Once the action hits the post-accident section of the script, Jacobs strains to keep the film on track. "Wind Chill" degrades into a ghost story, looking to bend the tension toward something John Carpenter might've toyed with in 1981. It's has the walking dead, angry poltergeists, and enough vague concepts of payoff to fill a football stadium.
If "Wind Chill" ever reached a focal point, I wasn't aware of it. There are some unsettling moments of fright contained within the picture as the girl (the characters are unnamed) deals with the psychological torment inside a car for the long, cold night. Mother Nature also provides a kick in the pants every time someone steps outside. The terrors of snow and ice are such fascinating concepts - the drain of life that is both slow and unstoppable - it almost seems disrespectful to cram in spirits and other "Twilight Zone" appetizers just to shape the film into something familiar and marketable.
Presented in anamorphic widescreen (2.40:1 aspect ratio), "Wind Chill" falls apart whenever it encounters darker, mysterious sequences. Unfortunately, that's most of the film. Suffering from an unpleasant smeary quality, the visual punch of the DVD doesn't quite come through as vigorously as it should for this type of cinema.
The 5.1 Dolby Digital mix serves the movie's spooky intention far more accurately than the transfer, employing the extensive sound effects and music cues to wonderful results. "Wind Chill" is an experience defined by its soundscape, and this track does the film considerable justice.
A feature-length audio commentary by director Gregory Jacobs and writers Steven Katz and Joseph Gangemi is the main supplement on the DVD. Jacobs is a little distant and unprepared, and his voice sounds just like a scratching post for kittens (it can be hard to listen to), leaving the bulk of production info to come from the two writers.
While energetic, there's only so much one can say about a picture that takes place entirely in a car, so I give the participants points for at least trying to reveal some secrets of filming. Discussion of the extensive refrigerated set, odd references to Shannyn Sossamon (the writers' choice for the female lead - thank heavens they were outvoted on that one), and a recap of the script's genesis are some highlights.
"A Frozen Set: The Making of 'Wind Chill'" (20 minutes) is a behind-the-scenes look at how this mild chiller was created. Benefiting from a little more set footage and talent participation than the average promotional puff piece, the documentary is a swell overview of the challenges Jacobs and his crew faced as they attempted to create a ghost story from a tiny setting. This short peek behind the curtain is actually far more informative than the commentary.
Finally, trailers for "Resident Evil: Extinction," "Hostel: Part II," "Rise: Blood Hunter," "30 Days of Night," "Blood and Chocolate," "Perfect Stranger," "Paprika," "Angel-A," "Vacancy," and plugs for Sony's Blu-Ray catalog and something unspeakably goofy called "Fearnet.com" are included.

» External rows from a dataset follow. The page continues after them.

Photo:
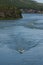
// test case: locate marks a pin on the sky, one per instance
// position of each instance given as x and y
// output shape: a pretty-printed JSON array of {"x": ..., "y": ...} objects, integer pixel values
[{"x": 41, "y": 1}]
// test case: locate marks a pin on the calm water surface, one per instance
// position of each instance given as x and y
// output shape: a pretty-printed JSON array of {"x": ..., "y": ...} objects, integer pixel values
[{"x": 21, "y": 41}]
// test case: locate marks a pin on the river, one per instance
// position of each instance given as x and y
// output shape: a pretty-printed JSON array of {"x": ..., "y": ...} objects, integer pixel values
[{"x": 21, "y": 40}]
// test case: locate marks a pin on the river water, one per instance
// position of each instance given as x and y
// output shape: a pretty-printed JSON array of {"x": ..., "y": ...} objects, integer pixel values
[{"x": 21, "y": 41}]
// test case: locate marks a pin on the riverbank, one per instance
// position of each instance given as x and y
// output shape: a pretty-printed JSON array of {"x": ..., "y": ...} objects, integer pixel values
[{"x": 10, "y": 13}]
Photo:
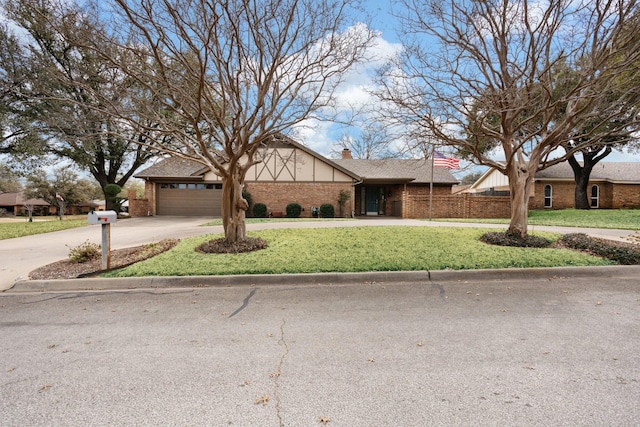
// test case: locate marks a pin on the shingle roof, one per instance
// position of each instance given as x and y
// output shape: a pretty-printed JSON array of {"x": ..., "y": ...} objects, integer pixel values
[
  {"x": 410, "y": 170},
  {"x": 172, "y": 167},
  {"x": 608, "y": 171}
]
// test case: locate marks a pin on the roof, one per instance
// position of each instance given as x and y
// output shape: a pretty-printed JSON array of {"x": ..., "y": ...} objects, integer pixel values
[
  {"x": 389, "y": 170},
  {"x": 605, "y": 171},
  {"x": 17, "y": 199},
  {"x": 173, "y": 167},
  {"x": 416, "y": 171}
]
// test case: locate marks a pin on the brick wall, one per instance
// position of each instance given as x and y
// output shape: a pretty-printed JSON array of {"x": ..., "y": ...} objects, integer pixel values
[
  {"x": 277, "y": 195},
  {"x": 612, "y": 196},
  {"x": 456, "y": 206},
  {"x": 139, "y": 207},
  {"x": 625, "y": 196}
]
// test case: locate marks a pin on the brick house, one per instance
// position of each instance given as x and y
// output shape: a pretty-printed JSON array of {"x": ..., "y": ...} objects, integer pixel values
[
  {"x": 14, "y": 204},
  {"x": 290, "y": 173},
  {"x": 612, "y": 185}
]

The villain of "Wind Chill," not to mention the entire concept of the final act, slips away from Jacob's good sense. Even with a ridiculous explanation thrown in at the end of the picture to salvage the threat, I just wasn't interested. "Wind Chill" becomes earthbound when it pinpoints the danger. Leaving it inside the mind, or challenging the limitations of the human body, is far more interesting. Still, "Wind Chill" deserves a merit badge for even trying to tell a horror story without resorting to tired and clumsy shock value. The picture's puzzle might not piece together properly, but the effort is appreciated.